The July/August issue of Law Practice magazine (Volume 36, Number 4) ran an article entitled “Are You At Risk? The Biggest Malpractice Claims Risks and How to Avoid Them,” showing the most common types of malpractice claims in both Canada and the United States. Among these, the ten top-ranking malpractice claims related to the practice of law in the United States are as follows:
- Failure to Know/Apply Law 11.3% of U.S. malpractice claims
- Planning Error 8.9% of U.S. malpractice claims
- Inadequate Discovery/Investigation 8.8% of U.S. malpractice claims
- Failure to File Documents 8.6% of U.S. malpractice claims
- Failure to Calendar 6.7% of U.S. malpractice claims
- Failure to Know Deadline 6.6% of U.S. malpractice claims
- Procrastination 5.9% of U.S. malpractice claims
- Failure to Obtain Client Consent 5.4% of U.S. malpractice claims
- Conflict of Interest 5.3% of U.S. malpractice claims
- Fraud 5.0% of U.S. malpractice claims
Despite the prevalence of these top ten malpractice claims, professional malpractice mediation has been shown to have a significant effect on reducing costs related to professional malpractice lawsuits. Additionally, mediating these types of disputes helps to lower the reputational costs of a law practice associated with litigation in these areas. This means that in addition to saving time and money by mediating the claim rather than litigating it, attorneys can also save the reputation of their practice by mediating such claims.

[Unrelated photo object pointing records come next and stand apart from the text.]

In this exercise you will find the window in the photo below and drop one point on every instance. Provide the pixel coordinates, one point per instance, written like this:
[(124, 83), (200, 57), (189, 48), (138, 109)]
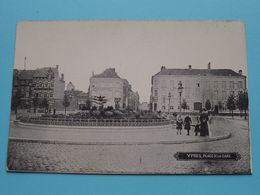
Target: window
[(231, 84), (155, 83), (224, 84), (172, 84), (215, 84), (163, 99), (224, 95), (216, 94), (163, 84), (155, 107), (239, 84), (155, 92)]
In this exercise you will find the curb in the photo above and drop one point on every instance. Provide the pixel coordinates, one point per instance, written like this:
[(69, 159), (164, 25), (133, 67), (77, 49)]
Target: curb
[(207, 139)]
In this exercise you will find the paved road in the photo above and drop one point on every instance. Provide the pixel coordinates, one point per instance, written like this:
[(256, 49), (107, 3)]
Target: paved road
[(152, 158)]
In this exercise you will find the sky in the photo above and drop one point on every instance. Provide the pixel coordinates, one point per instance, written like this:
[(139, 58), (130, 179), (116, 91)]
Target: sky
[(136, 49)]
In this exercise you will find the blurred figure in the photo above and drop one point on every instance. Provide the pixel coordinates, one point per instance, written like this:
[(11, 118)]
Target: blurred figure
[(187, 123), (179, 123), (204, 127)]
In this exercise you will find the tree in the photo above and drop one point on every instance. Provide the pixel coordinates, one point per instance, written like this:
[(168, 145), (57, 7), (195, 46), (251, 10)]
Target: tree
[(220, 105), (35, 103), (16, 101), (117, 105), (45, 104), (184, 105), (208, 105), (88, 104), (242, 102), (66, 102), (99, 100), (231, 104)]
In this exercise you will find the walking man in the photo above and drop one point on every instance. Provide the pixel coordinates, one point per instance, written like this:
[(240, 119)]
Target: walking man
[(179, 123), (187, 124)]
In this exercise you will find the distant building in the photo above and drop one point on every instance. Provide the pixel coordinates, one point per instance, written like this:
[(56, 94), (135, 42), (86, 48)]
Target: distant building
[(133, 100), (115, 89), (70, 86), (78, 99), (144, 106), (41, 83), (199, 85)]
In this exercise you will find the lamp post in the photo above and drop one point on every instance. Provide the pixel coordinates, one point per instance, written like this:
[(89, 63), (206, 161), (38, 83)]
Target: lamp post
[(180, 90), (169, 96)]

The reason for this is that mediation is a confidential process, as opposed to the very public process of going to court and going through the process of litigation. When a case is mediated, the specifics (and even the claim, itself) is kept between the parties involved in the dispute and the mediator, who remains a neutral, third-party facilitator to the process of working out a satisfactory resolution and remedy to the conflict.